From: Environmental acoustic intelligence through sound event localization and detection: a review

Method

Description

SpecAugment102

Randomly masks blocks along the time and/or frequency dimensions of a spectrogram, akin to time-frequency masking or cutout103, to improve model robustness against partial data loss.

ACS74

Applies directional transformations to multi-channel recordings (FOA or MIC) by swapping or rotating channels, effectively simulating up to eight different DOA configurations while preserving reverberation characteristics.

MCS74

Synthesizes new multi-channel audio by combining beamformed spectral features with spatial cues derived from covariance analysis, simulating novel spatial audio scenarios.

Mixup109

Blends two monophonic audio waveforms and their labels.
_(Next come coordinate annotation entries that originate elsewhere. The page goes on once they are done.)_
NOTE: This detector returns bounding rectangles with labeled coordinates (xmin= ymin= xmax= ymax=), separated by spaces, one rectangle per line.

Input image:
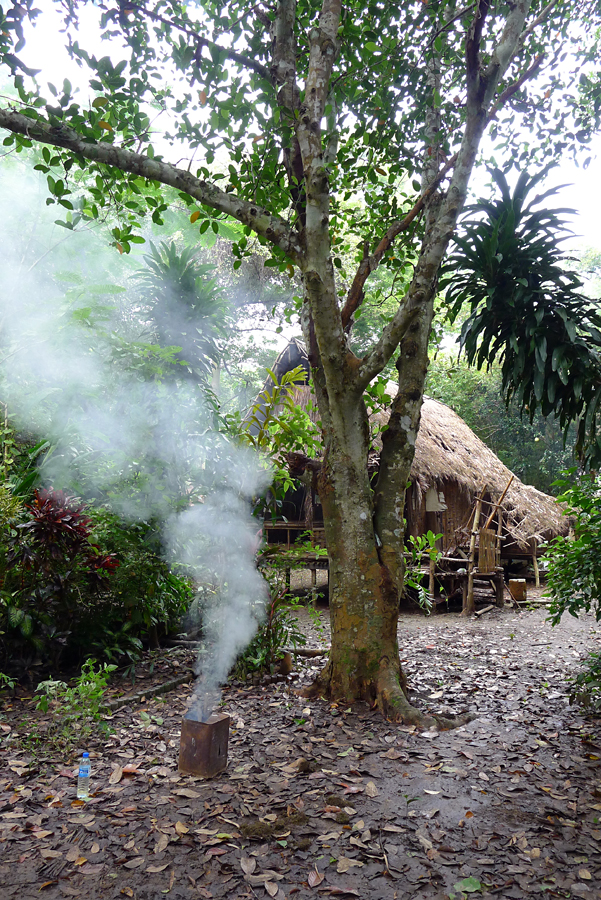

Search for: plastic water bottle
xmin=77 ymin=753 xmax=91 ymax=800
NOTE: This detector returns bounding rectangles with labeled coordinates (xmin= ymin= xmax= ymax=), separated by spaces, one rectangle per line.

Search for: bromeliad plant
xmin=29 ymin=659 xmax=116 ymax=751
xmin=0 ymin=489 xmax=119 ymax=667
xmin=440 ymin=169 xmax=601 ymax=464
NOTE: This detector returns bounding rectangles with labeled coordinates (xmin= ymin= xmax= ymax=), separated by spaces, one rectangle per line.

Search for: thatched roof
xmin=411 ymin=397 xmax=568 ymax=546
xmin=284 ymin=385 xmax=569 ymax=548
xmin=258 ymin=341 xmax=569 ymax=549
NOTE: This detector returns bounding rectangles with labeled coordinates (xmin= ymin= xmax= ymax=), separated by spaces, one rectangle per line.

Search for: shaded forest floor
xmin=0 ymin=609 xmax=601 ymax=900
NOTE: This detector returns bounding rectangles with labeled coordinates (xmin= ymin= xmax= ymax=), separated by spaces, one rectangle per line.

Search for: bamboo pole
xmin=461 ymin=485 xmax=486 ymax=616
xmin=484 ymin=475 xmax=515 ymax=528
xmin=532 ymin=538 xmax=540 ymax=587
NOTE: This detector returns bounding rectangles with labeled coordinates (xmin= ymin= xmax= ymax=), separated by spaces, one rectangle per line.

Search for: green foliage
xmin=232 ymin=366 xmax=321 ymax=506
xmin=545 ymin=469 xmax=601 ymax=625
xmin=570 ymin=652 xmax=601 ymax=713
xmin=404 ymin=531 xmax=442 ymax=615
xmin=28 ymin=659 xmax=116 ymax=752
xmin=0 ymin=491 xmax=193 ymax=670
xmin=89 ymin=507 xmax=194 ymax=659
xmin=0 ymin=672 xmax=17 ymax=691
xmin=234 ymin=549 xmax=307 ymax=678
xmin=138 ymin=241 xmax=228 ymax=380
xmin=441 ymin=169 xmax=601 ymax=463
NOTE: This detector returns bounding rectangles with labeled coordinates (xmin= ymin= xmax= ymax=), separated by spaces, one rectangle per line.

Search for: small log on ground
xmin=102 ymin=669 xmax=196 ymax=712
xmin=474 ymin=604 xmax=494 ymax=616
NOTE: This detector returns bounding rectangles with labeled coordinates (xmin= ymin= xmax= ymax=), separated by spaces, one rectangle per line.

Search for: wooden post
xmin=461 ymin=485 xmax=486 ymax=616
xmin=532 ymin=538 xmax=540 ymax=587
xmin=497 ymin=507 xmax=503 ymax=566
xmin=428 ymin=557 xmax=436 ymax=600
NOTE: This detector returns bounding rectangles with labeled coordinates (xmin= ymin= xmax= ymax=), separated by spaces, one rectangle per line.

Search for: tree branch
xmin=0 ymin=107 xmax=303 ymax=265
xmin=465 ymin=0 xmax=489 ymax=102
xmin=113 ymin=0 xmax=272 ymax=81
xmin=488 ymin=53 xmax=545 ymax=121
xmin=341 ymin=154 xmax=457 ymax=329
xmin=271 ymin=0 xmax=305 ymax=227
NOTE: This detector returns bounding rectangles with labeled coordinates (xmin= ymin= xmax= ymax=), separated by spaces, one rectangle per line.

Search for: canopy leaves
xmin=441 ymin=169 xmax=601 ymax=460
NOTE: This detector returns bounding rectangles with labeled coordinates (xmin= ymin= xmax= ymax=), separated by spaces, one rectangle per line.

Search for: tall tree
xmin=0 ymin=0 xmax=598 ymax=722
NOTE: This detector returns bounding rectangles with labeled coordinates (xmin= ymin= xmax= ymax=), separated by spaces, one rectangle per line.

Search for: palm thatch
xmin=400 ymin=397 xmax=568 ymax=549
xmin=258 ymin=342 xmax=569 ymax=553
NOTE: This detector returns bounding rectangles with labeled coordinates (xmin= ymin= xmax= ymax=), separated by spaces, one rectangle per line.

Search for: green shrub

Generally used to create synthetic polyphonic mixtures to improve robustness in densely polyphonic acoustic scenes.

FilterAugment104

Simulates spectral coloration imparted by diverse acoustic environments by applying random gain offsets to randomly sized frequency bands.

Frequency Shifting51

Reflects (shifts) a randomly selected frequency band upward or downward, altering the spectral distribution while largely preserving the overall structure of the spectrogram.

SpatialMixup106

Applies selective directional gains to multi-channel audio signals to simulate variations in directional loudness and suppression, increasing the spatial diversity of the data.

SpecMix101

Mixes two spectral feature representations (e.g., spectrograms) to form a new mixture, aiming to retain crucial frequency content from both sources.